Fans might naturally ask why this Cardinals team that sliced so easily through the playoffs struggled so much even to make the playoffs. Answer: It wasn't the same team that started the season. Amazingly, Cardinals management acquired 10 of the players on its closing roster by trade, waivers, or promotion from the minor leagues during 2006. The Cardinals-and especially St. Louis' bullpen-coalesced just in time for the club to make the playoffs and then make its run.
The Cardinals even added three scrap-heap players who each in his own way gave St. Louis a boost. Both Preston Wilson, released by Houston near midseason, and Ronnie Belliard, a trade-deadline acquisition, played extensively in the playoffs. Jeff Weaver, a cast-off from the New York Yankees and the Los Angeles Dodgers, pitched a gem for the Cardinals, clinching Game 5. "Unbelievable," said Weaver moments after the champagne exploded in the Cardinals locker room. "I've come a long way this year. Just like this team, I guess. New York seems like a long time ago right now."
The bullpen seemed to materialize out of thin air after losing closer Jason Isringhausen to injury. Just in time, rookies Adam Wainwright and Tyler Johnson stepped into crucial roles and excelled. "Everybody on our team knew if we could just get in the playoffs that anything could happen, and boy it did," relief pitcher Braden Looper said. "Once we got there, we just started playing together, we started getting a few breaks, and the rest is history."
Around the Horn
NFL: Carolina wide receiver Keyshawn Johnson doesn't appreciate being compared to Dallas wide receiver Terrell Owens, who took Johnson's spot in the Cowboys lineup this season. Owens, said Johnson in a scathing interview prior to his Oct. 29 game against Dallas, "is not better than me. He is going to stay behind me, I don't care what the statistics say. He is behind me from the draft to the world in general, in life as a person, as a man and as a player on the football field. I am complete."
NBA: If Isaiah Thomas coaxes a winning season out of the listless New York Knicks, it will likely be without veteran forward Jalen Rose. The former Fab-5 Michigan standout received walking papers from the Knicks after never impressing Thomas, the Knicks GM and coach, during preseason. Rose struggled to return to all-star form after he left the Toronto Raptors.
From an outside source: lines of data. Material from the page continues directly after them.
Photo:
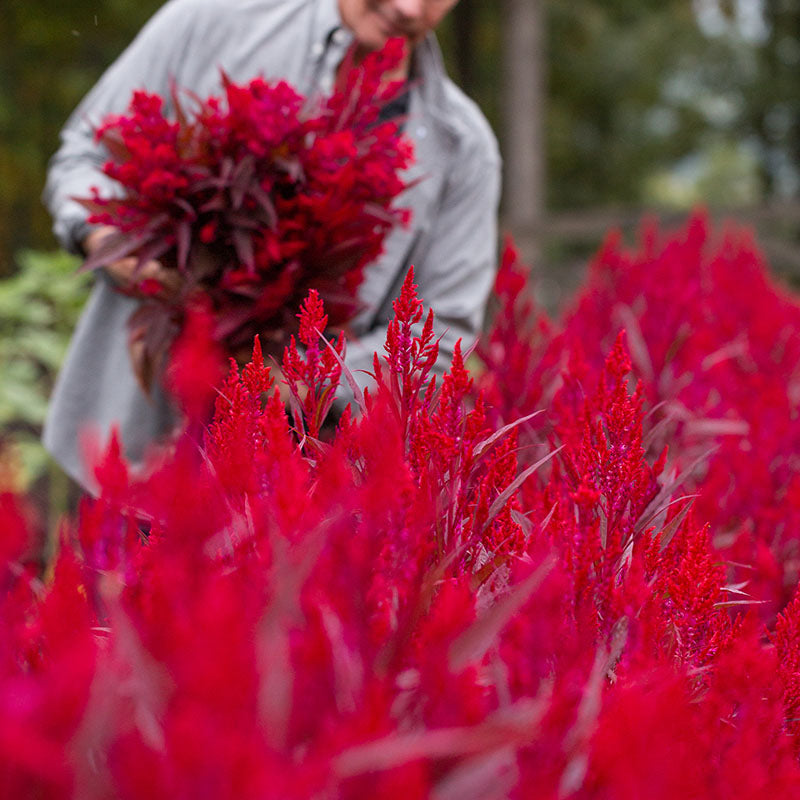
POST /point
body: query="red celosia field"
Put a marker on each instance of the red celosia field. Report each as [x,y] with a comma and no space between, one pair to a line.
[567,575]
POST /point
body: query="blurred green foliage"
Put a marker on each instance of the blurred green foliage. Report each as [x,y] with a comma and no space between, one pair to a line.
[52,54]
[39,307]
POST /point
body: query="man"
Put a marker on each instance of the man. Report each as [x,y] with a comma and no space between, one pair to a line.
[451,240]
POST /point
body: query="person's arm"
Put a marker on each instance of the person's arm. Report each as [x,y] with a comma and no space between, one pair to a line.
[455,274]
[148,63]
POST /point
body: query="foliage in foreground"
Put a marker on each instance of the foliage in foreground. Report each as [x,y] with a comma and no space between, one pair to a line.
[459,594]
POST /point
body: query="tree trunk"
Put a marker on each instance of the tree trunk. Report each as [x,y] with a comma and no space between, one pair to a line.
[523,122]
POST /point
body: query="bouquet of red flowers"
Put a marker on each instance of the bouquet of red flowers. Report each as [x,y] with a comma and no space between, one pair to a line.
[254,199]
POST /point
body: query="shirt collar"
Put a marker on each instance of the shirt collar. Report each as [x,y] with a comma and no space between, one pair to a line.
[431,74]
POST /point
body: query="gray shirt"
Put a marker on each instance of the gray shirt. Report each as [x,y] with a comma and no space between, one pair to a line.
[451,241]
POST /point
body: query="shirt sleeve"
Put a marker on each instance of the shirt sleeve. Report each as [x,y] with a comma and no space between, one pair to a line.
[454,272]
[148,63]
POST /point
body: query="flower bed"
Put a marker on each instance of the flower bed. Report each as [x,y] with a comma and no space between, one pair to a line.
[547,584]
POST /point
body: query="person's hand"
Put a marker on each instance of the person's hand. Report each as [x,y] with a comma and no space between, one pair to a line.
[131,278]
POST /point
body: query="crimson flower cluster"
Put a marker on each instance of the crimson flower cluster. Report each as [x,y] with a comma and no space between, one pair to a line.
[452,594]
[253,198]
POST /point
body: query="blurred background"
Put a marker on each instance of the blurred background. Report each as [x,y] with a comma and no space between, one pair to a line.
[606,111]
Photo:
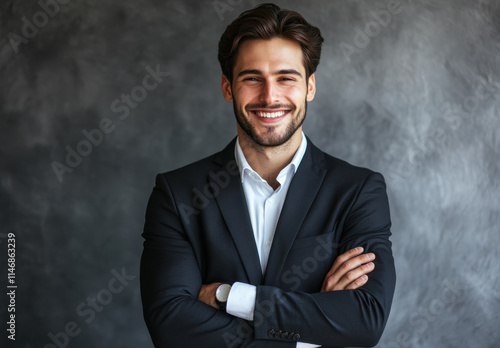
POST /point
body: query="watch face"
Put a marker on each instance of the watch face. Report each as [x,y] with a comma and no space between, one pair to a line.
[222,292]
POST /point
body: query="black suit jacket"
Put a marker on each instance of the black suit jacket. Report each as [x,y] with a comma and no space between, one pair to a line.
[198,231]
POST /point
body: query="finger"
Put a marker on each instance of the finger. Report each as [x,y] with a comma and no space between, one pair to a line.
[343,258]
[358,283]
[348,272]
[351,280]
[348,266]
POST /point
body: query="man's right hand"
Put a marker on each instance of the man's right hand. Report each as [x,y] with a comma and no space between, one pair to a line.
[349,271]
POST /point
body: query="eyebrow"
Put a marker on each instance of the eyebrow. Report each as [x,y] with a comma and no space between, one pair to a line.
[279,72]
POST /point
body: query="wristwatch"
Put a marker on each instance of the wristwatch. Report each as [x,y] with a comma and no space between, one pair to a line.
[221,295]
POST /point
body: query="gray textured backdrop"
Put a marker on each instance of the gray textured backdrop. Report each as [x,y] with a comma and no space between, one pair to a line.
[414,94]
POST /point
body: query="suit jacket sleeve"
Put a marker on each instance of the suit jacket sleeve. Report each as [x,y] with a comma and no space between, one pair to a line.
[341,318]
[170,283]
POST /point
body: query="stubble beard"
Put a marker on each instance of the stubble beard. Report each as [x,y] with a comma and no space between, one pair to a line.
[270,139]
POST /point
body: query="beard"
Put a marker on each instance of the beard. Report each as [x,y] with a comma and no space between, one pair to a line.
[270,138]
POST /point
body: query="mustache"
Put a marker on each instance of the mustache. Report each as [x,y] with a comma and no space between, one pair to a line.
[266,106]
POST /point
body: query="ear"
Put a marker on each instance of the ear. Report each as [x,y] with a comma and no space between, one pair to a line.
[311,87]
[226,88]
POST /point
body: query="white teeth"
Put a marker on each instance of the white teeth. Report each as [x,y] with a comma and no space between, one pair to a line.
[270,114]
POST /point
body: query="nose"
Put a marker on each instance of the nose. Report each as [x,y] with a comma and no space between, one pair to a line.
[269,93]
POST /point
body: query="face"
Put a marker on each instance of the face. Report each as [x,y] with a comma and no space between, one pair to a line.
[269,90]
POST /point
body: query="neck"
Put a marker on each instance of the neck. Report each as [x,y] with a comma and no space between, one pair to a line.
[268,161]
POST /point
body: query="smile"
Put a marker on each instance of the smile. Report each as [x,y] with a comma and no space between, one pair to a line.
[270,114]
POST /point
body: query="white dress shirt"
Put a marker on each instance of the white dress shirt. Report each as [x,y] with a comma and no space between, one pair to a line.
[264,207]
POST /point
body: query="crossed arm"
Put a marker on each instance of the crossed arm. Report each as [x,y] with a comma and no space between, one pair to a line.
[348,272]
[177,313]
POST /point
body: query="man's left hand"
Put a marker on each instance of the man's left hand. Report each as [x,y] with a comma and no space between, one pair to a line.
[207,294]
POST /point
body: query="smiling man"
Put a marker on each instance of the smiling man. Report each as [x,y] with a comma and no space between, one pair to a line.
[269,242]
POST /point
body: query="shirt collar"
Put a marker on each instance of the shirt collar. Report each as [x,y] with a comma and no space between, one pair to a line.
[245,168]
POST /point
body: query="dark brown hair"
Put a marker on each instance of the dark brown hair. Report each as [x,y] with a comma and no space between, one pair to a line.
[266,22]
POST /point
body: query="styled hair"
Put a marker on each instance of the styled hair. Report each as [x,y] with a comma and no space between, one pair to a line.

NBA: The NBA has slapped Dallas Mavericks owner Mark Cuban with over $1.5 million in fines for his outspoken critiques of the league's officiating. Now it seems like Cuban will either have to change even more or open his pocketbook wider. The NBA owners approved a measure to establish a code of conduct that will almost certainly ban part of what has made Cuban famous: participating in team huddles and vocally complaining from his courtside seat.